Team Swag Wag's Final Challenge!!!

Today was our last challenge with the robots. Our robot’s goal was to kick a ball, then go find it using Bluetooth. We spend the first 15 minutes of class mastering the Bluetooth and polishing up our robot overall. We were able to get the Bluetooth controls down pretty well before we had to test our robot. We did ok with the whole challenge. Both times our robot was able to find the ball and the second time we did the challenge, the robot was able to kick the ball and go after it again.

We did not use any software or programming during this challenge. This is because the Bluetooth was able to handle all of the controls itself. The Bluetooth came in handy throughout the whole design process because we knew that we could always use that if we couldn’t figure out another solution. Bluetooth ended up being the easiest for us to work with so we decided to use that. Chris’s smart phone allowed us to download an app that could control our robot. It controlled each motor separately and allowed us to kick and move when we liked.

The only problem with the Bluetooth is that it was hard to control exactly where you wanted the robot to go. We had trouble with the tilt program which is the one that we had to use since that was the only free app available to Chris. We practiced many times trying to master it and in the end we realized that we should of practiced more. It took us too long to reach the ball compared to other teams. If we had to do this challenge over again, we would of taken more time to practice and then hopefully do better than the other teams.
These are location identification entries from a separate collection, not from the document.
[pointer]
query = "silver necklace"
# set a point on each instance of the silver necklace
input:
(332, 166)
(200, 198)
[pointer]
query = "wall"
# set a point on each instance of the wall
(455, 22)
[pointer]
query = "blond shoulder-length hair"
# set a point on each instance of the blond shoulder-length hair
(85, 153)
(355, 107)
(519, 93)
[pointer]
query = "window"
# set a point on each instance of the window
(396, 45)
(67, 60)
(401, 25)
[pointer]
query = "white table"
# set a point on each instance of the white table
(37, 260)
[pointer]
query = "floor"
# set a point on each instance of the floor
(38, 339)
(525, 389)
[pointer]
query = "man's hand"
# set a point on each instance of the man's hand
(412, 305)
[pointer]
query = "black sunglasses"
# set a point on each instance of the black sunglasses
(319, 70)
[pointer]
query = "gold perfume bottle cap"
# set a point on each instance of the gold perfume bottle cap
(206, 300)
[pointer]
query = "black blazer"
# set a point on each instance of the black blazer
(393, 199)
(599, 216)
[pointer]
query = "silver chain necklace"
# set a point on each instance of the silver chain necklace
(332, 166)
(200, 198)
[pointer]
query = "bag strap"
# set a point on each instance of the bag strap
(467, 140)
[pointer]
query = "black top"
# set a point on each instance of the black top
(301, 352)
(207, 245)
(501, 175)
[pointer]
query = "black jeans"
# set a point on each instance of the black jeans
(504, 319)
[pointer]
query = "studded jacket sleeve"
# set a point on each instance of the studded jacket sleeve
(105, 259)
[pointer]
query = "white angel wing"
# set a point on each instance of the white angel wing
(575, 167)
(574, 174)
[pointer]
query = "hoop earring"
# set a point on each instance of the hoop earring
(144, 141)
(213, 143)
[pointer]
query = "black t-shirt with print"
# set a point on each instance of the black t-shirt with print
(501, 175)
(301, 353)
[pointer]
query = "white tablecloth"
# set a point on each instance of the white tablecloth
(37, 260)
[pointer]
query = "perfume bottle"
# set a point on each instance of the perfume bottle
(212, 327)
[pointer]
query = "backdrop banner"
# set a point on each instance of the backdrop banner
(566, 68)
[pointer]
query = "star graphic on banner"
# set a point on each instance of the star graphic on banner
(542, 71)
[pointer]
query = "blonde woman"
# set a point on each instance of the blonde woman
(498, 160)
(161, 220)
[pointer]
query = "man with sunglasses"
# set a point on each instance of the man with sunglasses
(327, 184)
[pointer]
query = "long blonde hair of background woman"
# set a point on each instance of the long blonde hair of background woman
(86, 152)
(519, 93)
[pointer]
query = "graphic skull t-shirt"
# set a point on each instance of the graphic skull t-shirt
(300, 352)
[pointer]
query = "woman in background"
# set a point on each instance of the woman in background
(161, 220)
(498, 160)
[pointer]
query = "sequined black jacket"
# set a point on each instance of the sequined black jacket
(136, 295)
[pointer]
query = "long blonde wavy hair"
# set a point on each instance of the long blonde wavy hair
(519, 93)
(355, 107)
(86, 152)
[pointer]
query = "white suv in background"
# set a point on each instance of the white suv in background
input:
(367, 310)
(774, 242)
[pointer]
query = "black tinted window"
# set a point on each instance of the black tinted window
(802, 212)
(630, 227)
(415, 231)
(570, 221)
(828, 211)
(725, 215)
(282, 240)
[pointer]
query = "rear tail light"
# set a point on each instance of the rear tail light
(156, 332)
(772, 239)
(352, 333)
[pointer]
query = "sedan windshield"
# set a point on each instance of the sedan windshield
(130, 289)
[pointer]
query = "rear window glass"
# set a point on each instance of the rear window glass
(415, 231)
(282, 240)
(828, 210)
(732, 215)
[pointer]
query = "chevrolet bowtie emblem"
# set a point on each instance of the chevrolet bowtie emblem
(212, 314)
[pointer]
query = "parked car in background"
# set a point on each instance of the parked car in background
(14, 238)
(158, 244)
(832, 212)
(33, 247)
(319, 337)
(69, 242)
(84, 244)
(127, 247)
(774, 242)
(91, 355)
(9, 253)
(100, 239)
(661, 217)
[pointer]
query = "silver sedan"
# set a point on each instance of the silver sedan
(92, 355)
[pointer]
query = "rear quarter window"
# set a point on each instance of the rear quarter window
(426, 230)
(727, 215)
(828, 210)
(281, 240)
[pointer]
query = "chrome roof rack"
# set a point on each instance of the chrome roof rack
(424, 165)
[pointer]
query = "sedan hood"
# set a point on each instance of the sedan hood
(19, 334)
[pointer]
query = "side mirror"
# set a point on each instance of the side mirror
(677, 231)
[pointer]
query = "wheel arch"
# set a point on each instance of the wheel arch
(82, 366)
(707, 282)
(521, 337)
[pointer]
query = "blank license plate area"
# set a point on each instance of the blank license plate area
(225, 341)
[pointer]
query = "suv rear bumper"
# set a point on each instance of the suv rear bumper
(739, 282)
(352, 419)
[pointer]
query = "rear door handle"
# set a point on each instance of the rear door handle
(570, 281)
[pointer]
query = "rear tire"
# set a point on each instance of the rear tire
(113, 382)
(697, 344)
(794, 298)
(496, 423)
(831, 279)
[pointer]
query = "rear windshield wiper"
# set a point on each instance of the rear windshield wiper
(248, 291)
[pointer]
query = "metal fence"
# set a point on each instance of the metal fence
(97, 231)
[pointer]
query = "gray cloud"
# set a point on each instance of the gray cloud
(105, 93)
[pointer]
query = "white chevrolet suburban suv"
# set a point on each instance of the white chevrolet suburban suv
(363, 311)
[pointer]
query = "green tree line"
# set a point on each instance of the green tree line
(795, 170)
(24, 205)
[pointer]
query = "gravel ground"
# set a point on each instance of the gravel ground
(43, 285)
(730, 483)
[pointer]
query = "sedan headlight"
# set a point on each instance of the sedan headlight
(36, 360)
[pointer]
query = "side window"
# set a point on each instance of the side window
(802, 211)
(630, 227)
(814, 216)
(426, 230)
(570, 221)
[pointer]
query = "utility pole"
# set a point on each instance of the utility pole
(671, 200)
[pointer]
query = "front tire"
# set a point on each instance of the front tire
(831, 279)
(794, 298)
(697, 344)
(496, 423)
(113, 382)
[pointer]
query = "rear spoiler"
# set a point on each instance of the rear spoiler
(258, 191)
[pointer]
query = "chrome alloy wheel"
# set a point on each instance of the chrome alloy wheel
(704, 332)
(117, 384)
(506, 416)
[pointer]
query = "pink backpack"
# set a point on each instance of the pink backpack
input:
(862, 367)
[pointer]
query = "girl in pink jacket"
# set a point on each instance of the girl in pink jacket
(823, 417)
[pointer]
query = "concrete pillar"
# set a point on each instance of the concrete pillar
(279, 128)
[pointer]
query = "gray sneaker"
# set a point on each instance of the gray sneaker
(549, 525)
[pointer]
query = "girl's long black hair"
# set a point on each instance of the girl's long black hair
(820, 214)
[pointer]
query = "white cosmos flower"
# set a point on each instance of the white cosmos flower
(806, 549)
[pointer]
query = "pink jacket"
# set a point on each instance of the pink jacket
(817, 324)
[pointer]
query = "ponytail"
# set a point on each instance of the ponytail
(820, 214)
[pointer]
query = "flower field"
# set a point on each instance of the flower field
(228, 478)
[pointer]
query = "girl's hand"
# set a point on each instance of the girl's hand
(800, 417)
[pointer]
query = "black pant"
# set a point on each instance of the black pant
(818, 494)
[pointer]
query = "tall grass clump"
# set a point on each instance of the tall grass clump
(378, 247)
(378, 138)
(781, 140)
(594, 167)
Below is our team relfection that was written by all of the team members. The purpose of this reflection is to look back on how our team performed and how our team dynamics worked together:

Overall, team swag wag worked out very well. Initially, we split up work with 1 person mainly handling the blog, 1 person focusing on programming, and the other 2 focusing on the design and building of the robots. This structure worked out well and the entire team worked cohesively to end up performing well on each of the competitions including a win on the dashed line following robot. We all got along and understood our roles in the team, resulting in a lot of fun and learning.
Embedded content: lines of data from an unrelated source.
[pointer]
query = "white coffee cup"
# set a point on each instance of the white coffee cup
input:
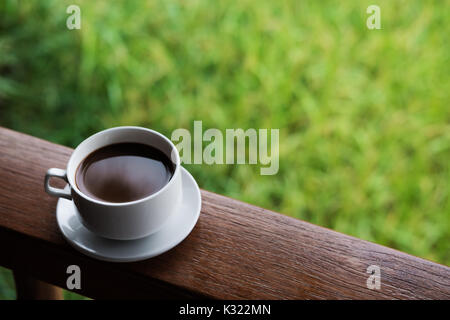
(126, 220)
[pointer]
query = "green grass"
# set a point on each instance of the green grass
(364, 115)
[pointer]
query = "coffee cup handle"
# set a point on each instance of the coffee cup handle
(56, 173)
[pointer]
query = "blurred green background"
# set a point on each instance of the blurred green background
(364, 115)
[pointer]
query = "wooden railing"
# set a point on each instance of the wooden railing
(236, 250)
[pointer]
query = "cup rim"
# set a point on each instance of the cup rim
(72, 182)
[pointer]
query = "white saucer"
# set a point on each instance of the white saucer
(176, 229)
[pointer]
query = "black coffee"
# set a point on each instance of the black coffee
(123, 172)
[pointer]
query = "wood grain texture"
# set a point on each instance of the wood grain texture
(236, 250)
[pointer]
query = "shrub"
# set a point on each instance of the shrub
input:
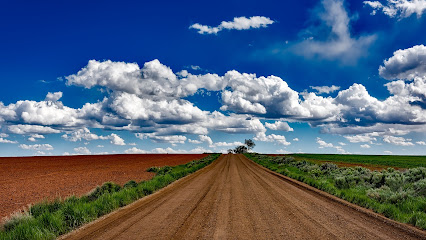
(328, 167)
(130, 184)
(420, 187)
(107, 187)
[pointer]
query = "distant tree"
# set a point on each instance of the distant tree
(249, 143)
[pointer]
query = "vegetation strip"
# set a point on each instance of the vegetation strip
(47, 220)
(396, 195)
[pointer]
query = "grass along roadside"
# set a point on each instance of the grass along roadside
(397, 195)
(373, 160)
(50, 219)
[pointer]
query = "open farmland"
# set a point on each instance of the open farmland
(369, 161)
(25, 180)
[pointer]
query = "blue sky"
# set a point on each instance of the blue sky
(330, 76)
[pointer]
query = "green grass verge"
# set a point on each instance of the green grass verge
(49, 219)
(397, 195)
(375, 160)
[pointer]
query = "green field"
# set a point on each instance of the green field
(377, 160)
(399, 195)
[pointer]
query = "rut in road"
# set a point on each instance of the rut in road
(234, 198)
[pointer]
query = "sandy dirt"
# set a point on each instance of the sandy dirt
(234, 198)
(25, 180)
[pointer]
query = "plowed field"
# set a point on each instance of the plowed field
(25, 180)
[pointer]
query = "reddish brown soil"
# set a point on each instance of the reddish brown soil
(25, 180)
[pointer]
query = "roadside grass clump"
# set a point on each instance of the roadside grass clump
(400, 195)
(374, 160)
(50, 219)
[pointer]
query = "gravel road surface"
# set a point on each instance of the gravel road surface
(234, 198)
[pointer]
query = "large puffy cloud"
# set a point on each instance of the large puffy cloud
(82, 151)
(233, 123)
(80, 134)
(31, 129)
(37, 147)
(85, 134)
(400, 8)
(278, 125)
(357, 105)
(398, 141)
(325, 89)
(338, 43)
(154, 80)
(34, 137)
(132, 107)
(369, 137)
(173, 139)
(280, 139)
(41, 113)
(239, 23)
(407, 65)
(260, 95)
(3, 140)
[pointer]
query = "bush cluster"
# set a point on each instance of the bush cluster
(49, 219)
(400, 195)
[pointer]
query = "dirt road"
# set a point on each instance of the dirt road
(234, 198)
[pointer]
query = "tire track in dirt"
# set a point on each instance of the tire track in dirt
(234, 198)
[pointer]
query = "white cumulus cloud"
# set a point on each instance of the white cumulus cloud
(239, 23)
(37, 147)
(278, 125)
(398, 8)
(338, 43)
(398, 141)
The only real issue our group had was clarification of the guidelines for each project. It seems like we would have pulled ahead and won the tug o’ war competition if we knew you could add things outside of the box to the robot to weigh it down or if outside materials were disallowed as specified in the directions.  It also feels as though a lot of unique ideas that people had for certain projects would get stolen and become the norm amongst every other group even though they initially had other ideas. It was frustrating to come up with a good idea for a robot and then have every other group steal that idea. Granted the competitions were not super serious or competitive, but it goes to show that it’s a cut throat world and people are quick to jump on good ideas even if they aren’t their own.

All this being said, we learned a lot about creating a functional group and about working with robotics/LEGOs throughout the last few weeks. We definitely realized that the little things are important in large projects because if one thing was off in a program like the color grade on the line follow project, there is a good chance all the work will become trivial and the robot won’t work.

The Kicking and Moving Robot

This is a picture of our robot from the front!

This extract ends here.